To see what might be the oldest ice on Earth, a camera was sent down 93m underground.
It is seen in video as it speeds down a borehole while researchers collect samples that they believe to be more than two million years old.
Austin Carter, a PhD student, filmed the clip at Allan Hills, East Antarctica on 23 December.
He was joined by other researchers at the Center for Old Ice Exploration, which is on a mission of extracting the continent’s oldest ice.
COLDEX hopes that its research will aid in understanding the future and evolution of Earth’s climate.

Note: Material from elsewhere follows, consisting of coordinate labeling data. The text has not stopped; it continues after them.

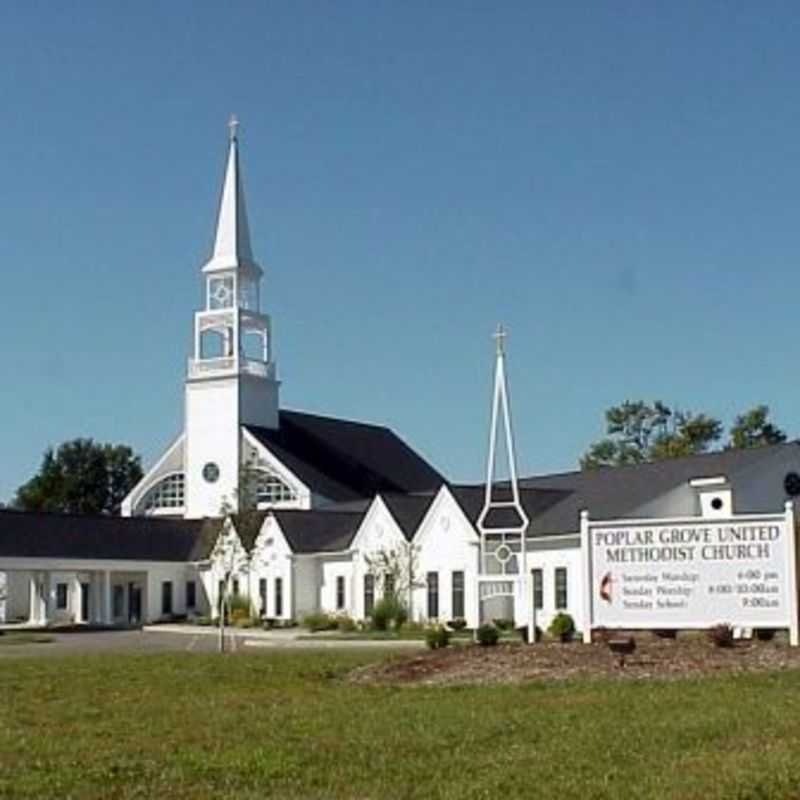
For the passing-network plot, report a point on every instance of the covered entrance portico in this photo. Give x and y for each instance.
(42, 594)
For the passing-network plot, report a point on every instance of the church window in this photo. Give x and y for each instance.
(169, 493)
(433, 595)
(271, 489)
(369, 594)
(118, 601)
(211, 472)
(220, 293)
(166, 598)
(538, 589)
(561, 588)
(458, 594)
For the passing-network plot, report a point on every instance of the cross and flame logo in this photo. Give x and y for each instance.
(606, 584)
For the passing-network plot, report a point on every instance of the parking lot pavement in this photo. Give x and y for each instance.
(124, 641)
(166, 641)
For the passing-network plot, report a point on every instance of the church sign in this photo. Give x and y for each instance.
(691, 573)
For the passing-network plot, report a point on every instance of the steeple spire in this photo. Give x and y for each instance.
(232, 249)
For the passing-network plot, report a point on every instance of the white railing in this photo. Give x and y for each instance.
(205, 367)
(200, 368)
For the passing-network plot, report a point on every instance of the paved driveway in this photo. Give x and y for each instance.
(165, 640)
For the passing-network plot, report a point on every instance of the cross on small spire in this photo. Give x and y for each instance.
(499, 337)
(233, 127)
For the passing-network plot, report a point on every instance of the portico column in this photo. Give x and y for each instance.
(95, 599)
(33, 599)
(76, 601)
(48, 600)
(107, 619)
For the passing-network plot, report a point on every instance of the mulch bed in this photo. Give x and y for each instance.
(689, 654)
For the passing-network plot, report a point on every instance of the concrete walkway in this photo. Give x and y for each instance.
(287, 637)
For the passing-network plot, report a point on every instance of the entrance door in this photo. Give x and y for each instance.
(85, 587)
(134, 604)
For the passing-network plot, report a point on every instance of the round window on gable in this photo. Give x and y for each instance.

This includes how vulnerable ice sheets are to higher levels greenhouse gases, and how Antarctica’s ice sheet might react to warmer climates.
The search area for potential sites can be used by GPS and radar surveys. However, the search area is large as the East Antarctic Ice Sheet is roughly the same size as America.
Scientists liken their five-year mission as trying to find a needle among haystacks. Initial explorations focus on an area half the size of Germany.
According to Peter Neff, a glaciologist, “We are looking for the perfect location where you can have a complete sequence of ice that is on the order of two-miles thick,” he told the Antarctic Sun.
Analyzing the air bubbles in glacial ice can provide information about the Earth’s climate.
A 20-year-old East Antarctica ice core has provided scientists with a window into the past 800,000 years of climate and CO2 levels.
The current project hopes to go back even further.
Edward Brook, climate researcher and COLDEX director, stated that the goal was to extend the ice-core record of climate change as far as possible.
“It would be even more important if it could be moved back to three or four millions years or older.”